Il presidente della regione Lombardia Roberto Formigoni ha annunciato che 25mila studenti, della prima e della terza superiore avranno a disposizione un tablet (stanziati 250 euro per alunno) mentre ciascuna classe digitale avrà un dispositivo d’aula del valore di 1750 euro. L’iniziativa è finanziata da un accordo di collaborazione tra il ministero dell’Istruzione e la Regione.

Saranno i singoli istituti scolastici, non solo quelli pubblici ma anche quelli paritari, ad acquistare i dispositivi elettronici e a concederli in comodato d’uso agli studenti. L’attenzione della Regione Lombardia è rivolta a fornire gli apparecchi, mentre, per quanto riguarda i contenuti, si pensa ad un uso di testi digitali realizzati dalle case editrici tradizionali, che nel frattempo si stanno impegnando a realizzare nuovi prodotti. Formigoni però formula ugualmente la previsione di un risparmio intorno al 30% della spesa a carico delle famiglie per il minor costo dei libri digitali rispetto a quelli cartacei.

Una impostazione più articolata è quella pensata dalla regione Liguria. Anch’essa sulla base dell’accordo tra ministero e regione fornirà i tablet in comodato d’uso agli studenti, ma si pensa anche a diminuire i costi dei contenuti didattici. La proposta di legge regionale Istituzione di una piattaforma informatica per la realizzazione e l’adozione di libri di testo elettronici è già stata approvata in commissione e la prossima settimana è previsto il voto definitivo del Consiglio.

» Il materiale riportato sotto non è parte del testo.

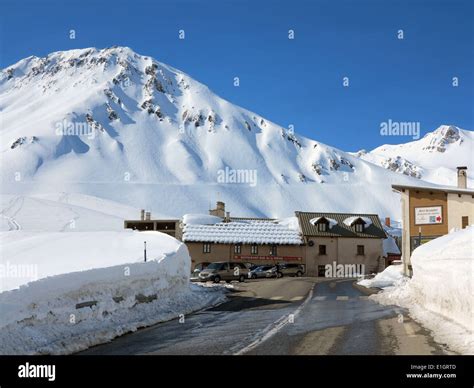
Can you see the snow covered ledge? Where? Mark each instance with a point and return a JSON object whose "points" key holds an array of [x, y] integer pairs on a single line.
{"points": [[72, 311], [440, 294]]}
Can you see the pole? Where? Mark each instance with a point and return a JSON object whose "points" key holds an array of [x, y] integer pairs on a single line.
{"points": [[144, 250]]}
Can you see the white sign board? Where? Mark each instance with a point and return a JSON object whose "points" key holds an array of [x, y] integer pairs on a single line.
{"points": [[428, 215]]}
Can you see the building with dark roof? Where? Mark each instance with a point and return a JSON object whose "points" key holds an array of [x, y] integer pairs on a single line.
{"points": [[342, 238], [430, 211]]}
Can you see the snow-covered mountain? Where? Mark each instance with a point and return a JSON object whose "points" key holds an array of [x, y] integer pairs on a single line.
{"points": [[433, 158], [122, 126]]}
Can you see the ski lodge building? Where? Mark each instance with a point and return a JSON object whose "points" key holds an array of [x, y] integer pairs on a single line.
{"points": [[313, 240], [431, 211]]}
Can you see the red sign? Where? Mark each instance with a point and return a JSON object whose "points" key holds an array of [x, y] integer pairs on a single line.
{"points": [[276, 258]]}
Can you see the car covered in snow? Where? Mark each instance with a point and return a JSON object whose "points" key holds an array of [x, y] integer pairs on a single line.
{"points": [[263, 271], [284, 269], [197, 270], [223, 270]]}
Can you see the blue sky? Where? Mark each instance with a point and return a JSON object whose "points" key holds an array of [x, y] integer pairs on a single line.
{"points": [[297, 82]]}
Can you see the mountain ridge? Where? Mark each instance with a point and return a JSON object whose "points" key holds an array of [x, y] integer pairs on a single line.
{"points": [[153, 125]]}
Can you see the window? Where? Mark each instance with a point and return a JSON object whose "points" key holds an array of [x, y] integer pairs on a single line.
{"points": [[322, 227], [322, 249], [465, 221], [254, 249], [206, 248], [273, 250], [237, 249]]}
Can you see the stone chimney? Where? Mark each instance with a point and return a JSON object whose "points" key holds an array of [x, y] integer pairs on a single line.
{"points": [[462, 177], [219, 211]]}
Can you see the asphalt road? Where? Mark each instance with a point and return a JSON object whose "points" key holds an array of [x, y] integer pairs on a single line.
{"points": [[284, 316]]}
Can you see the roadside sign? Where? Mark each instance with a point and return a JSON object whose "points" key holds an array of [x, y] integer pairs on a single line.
{"points": [[428, 215]]}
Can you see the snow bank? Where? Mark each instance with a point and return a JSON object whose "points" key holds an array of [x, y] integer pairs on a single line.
{"points": [[41, 254], [118, 293], [440, 294], [386, 278]]}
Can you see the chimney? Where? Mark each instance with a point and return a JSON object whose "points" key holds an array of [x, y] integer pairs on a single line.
{"points": [[462, 177], [219, 211]]}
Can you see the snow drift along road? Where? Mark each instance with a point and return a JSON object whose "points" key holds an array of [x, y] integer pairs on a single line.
{"points": [[101, 289], [441, 293]]}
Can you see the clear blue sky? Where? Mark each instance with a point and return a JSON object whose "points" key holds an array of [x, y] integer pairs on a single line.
{"points": [[296, 81]]}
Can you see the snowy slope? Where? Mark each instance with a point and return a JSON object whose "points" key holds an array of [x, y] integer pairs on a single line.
{"points": [[442, 300], [433, 158], [114, 124]]}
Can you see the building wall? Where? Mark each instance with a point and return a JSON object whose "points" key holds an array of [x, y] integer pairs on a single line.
{"points": [[459, 207], [405, 202], [343, 250], [453, 208], [225, 252]]}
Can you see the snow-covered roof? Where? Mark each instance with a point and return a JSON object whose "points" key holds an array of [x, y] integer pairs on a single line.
{"points": [[201, 219], [245, 232], [390, 246], [332, 221], [349, 221], [341, 225]]}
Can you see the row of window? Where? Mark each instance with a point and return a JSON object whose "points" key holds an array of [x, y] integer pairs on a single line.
{"points": [[323, 227], [360, 250], [206, 248]]}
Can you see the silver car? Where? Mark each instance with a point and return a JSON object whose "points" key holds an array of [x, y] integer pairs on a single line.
{"points": [[216, 272], [264, 271]]}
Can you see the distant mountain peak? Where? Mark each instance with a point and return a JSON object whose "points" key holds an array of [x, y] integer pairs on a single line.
{"points": [[104, 119]]}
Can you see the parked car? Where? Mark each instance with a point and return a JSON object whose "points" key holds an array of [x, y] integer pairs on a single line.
{"points": [[197, 270], [290, 270], [263, 271], [224, 270]]}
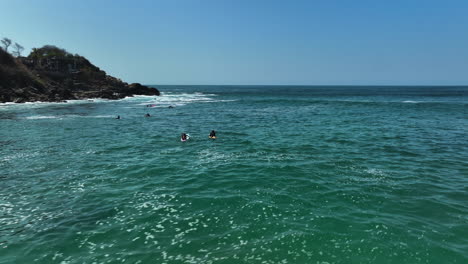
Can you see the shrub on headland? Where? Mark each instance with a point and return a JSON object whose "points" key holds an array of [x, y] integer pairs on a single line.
{"points": [[51, 73]]}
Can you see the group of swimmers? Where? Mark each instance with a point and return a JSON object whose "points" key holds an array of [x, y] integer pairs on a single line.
{"points": [[184, 137]]}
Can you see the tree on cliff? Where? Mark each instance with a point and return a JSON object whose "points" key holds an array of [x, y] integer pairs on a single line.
{"points": [[18, 49], [49, 51], [6, 43]]}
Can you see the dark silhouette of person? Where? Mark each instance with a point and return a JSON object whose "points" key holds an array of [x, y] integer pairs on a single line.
{"points": [[212, 134]]}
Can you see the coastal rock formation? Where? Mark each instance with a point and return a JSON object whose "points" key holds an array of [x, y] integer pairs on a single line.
{"points": [[53, 74]]}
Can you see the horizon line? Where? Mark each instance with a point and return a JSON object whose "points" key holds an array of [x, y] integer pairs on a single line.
{"points": [[305, 85]]}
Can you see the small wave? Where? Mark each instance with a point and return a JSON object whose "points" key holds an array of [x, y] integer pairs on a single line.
{"points": [[42, 117], [67, 116]]}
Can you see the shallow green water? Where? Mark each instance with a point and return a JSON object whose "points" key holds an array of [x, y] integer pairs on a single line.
{"points": [[297, 175]]}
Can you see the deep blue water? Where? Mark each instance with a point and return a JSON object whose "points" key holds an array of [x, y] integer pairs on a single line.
{"points": [[297, 175]]}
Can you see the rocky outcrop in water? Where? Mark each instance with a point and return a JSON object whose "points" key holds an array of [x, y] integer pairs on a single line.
{"points": [[53, 74]]}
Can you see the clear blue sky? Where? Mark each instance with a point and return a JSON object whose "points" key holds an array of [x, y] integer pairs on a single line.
{"points": [[254, 42]]}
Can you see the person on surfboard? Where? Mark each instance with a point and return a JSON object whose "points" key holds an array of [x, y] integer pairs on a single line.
{"points": [[212, 134]]}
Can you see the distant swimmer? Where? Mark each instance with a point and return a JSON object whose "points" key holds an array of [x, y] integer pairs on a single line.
{"points": [[184, 137], [212, 134]]}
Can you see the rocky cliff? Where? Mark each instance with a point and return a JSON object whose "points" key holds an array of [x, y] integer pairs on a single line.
{"points": [[52, 74]]}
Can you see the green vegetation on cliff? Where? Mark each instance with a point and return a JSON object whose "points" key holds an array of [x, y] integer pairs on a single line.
{"points": [[53, 74]]}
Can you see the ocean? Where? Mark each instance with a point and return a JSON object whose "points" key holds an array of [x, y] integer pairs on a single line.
{"points": [[297, 174]]}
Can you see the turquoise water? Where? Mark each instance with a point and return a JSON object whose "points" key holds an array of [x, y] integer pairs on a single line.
{"points": [[296, 175]]}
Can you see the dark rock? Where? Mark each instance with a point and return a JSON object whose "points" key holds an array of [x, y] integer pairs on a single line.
{"points": [[52, 74]]}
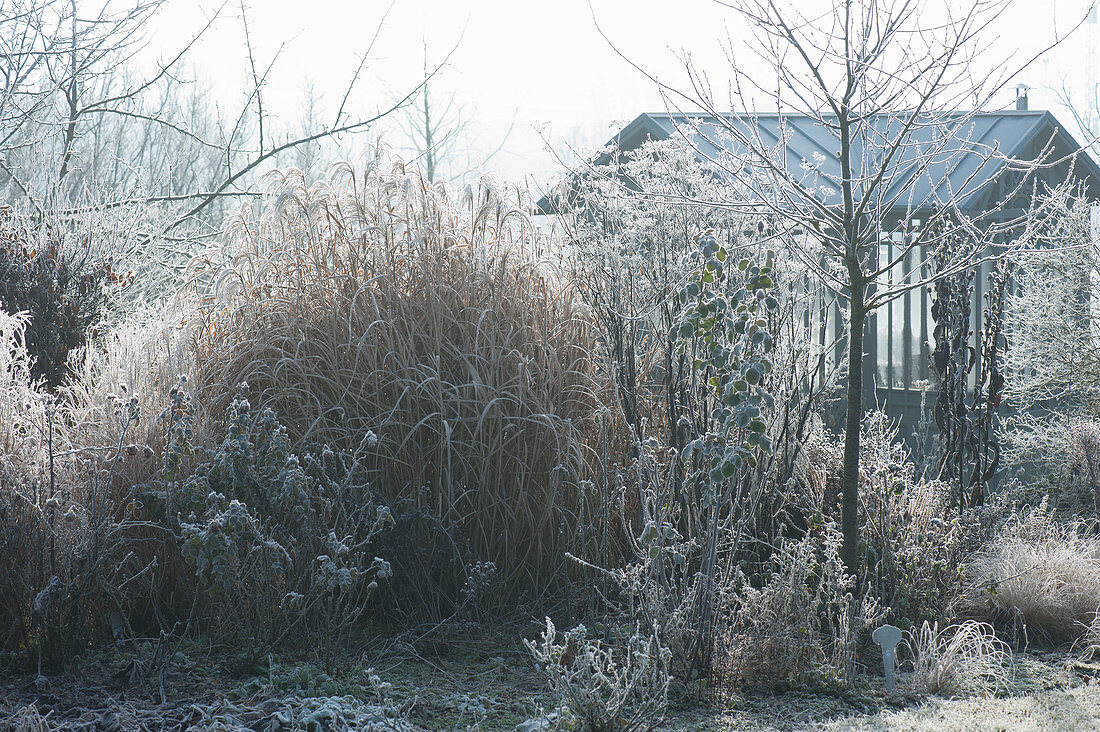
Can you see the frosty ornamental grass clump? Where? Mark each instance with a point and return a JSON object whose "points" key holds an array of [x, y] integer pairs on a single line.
{"points": [[374, 301]]}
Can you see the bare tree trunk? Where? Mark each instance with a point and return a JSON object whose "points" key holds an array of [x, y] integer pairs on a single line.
{"points": [[849, 485]]}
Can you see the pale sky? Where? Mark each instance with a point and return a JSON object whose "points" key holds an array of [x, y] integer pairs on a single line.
{"points": [[531, 66]]}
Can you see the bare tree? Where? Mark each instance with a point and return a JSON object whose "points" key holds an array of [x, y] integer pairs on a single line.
{"points": [[437, 127], [894, 88], [73, 93]]}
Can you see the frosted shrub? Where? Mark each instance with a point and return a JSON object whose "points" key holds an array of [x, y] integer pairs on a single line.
{"points": [[964, 659], [1040, 572], [374, 301], [803, 623], [276, 543], [603, 688]]}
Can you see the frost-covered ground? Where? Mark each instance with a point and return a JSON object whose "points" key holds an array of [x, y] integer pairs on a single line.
{"points": [[474, 681]]}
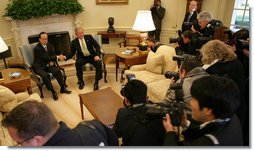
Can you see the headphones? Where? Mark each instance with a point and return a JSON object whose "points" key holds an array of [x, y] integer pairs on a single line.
{"points": [[122, 92]]}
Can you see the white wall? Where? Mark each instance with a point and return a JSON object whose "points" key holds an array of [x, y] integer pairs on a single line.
{"points": [[94, 18]]}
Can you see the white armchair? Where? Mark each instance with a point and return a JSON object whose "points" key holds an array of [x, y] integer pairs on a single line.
{"points": [[152, 73]]}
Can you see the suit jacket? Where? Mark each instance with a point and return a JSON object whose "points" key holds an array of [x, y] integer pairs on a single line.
{"points": [[227, 133], [42, 57], [193, 19], [158, 15], [92, 46]]}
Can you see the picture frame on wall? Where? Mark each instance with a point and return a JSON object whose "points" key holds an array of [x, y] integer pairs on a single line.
{"points": [[112, 2]]}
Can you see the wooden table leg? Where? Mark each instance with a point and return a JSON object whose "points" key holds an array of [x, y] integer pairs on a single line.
{"points": [[29, 89], [81, 108], [117, 65]]}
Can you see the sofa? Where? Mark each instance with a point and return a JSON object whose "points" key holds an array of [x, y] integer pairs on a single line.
{"points": [[152, 73], [9, 100]]}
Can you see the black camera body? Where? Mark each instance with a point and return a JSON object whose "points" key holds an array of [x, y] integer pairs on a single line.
{"points": [[178, 40], [174, 108]]}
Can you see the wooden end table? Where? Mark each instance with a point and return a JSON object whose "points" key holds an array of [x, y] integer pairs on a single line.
{"points": [[128, 59], [102, 104], [19, 84]]}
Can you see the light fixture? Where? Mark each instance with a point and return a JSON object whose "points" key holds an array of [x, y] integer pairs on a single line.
{"points": [[3, 48], [143, 23]]}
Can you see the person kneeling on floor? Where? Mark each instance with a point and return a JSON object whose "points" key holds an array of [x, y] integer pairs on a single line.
{"points": [[32, 123]]}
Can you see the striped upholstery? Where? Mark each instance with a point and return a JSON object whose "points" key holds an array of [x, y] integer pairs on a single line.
{"points": [[27, 53], [88, 66]]}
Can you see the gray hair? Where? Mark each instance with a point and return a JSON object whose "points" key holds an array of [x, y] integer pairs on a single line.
{"points": [[205, 15]]}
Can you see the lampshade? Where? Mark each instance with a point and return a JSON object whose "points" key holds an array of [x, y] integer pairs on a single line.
{"points": [[144, 21], [3, 46]]}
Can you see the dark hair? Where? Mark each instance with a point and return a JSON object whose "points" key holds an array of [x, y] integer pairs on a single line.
{"points": [[42, 34], [151, 39], [187, 34], [189, 64], [30, 118], [135, 91], [217, 93]]}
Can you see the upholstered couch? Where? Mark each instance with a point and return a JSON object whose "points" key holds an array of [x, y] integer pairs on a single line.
{"points": [[152, 73], [9, 100]]}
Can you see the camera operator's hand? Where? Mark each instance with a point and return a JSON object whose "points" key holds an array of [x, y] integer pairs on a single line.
{"points": [[185, 122], [167, 123], [193, 29]]}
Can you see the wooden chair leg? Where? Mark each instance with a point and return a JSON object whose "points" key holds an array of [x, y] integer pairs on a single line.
{"points": [[40, 89]]}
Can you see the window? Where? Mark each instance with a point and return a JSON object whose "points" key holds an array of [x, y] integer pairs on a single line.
{"points": [[240, 17]]}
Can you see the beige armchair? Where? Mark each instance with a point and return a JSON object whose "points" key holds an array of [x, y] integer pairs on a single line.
{"points": [[9, 100], [152, 73]]}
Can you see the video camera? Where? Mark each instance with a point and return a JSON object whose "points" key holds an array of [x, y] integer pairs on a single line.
{"points": [[178, 40], [174, 108]]}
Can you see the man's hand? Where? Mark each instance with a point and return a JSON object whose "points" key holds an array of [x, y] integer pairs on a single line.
{"points": [[97, 58], [61, 57], [167, 123]]}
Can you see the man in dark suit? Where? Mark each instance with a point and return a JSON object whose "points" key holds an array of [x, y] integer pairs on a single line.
{"points": [[190, 17], [158, 13], [88, 51], [44, 62]]}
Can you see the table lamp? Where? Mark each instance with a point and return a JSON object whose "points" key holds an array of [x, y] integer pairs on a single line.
{"points": [[143, 23], [3, 48]]}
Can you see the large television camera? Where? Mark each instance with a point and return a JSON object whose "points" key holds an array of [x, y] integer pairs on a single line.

La piattaforma è stata pensata per agevolare le singole scuole a scegliere liberamente se utilizzare per le diverse materie i testi redatti dalle case editrici tradizionali oppure quelli alternativi realizzati dal mondo della scuola. Potrà anche essere usato il materiale didattico creative commons reperibile sul web, ad esempio la Divina Commedia oppure i Promessi Sposi.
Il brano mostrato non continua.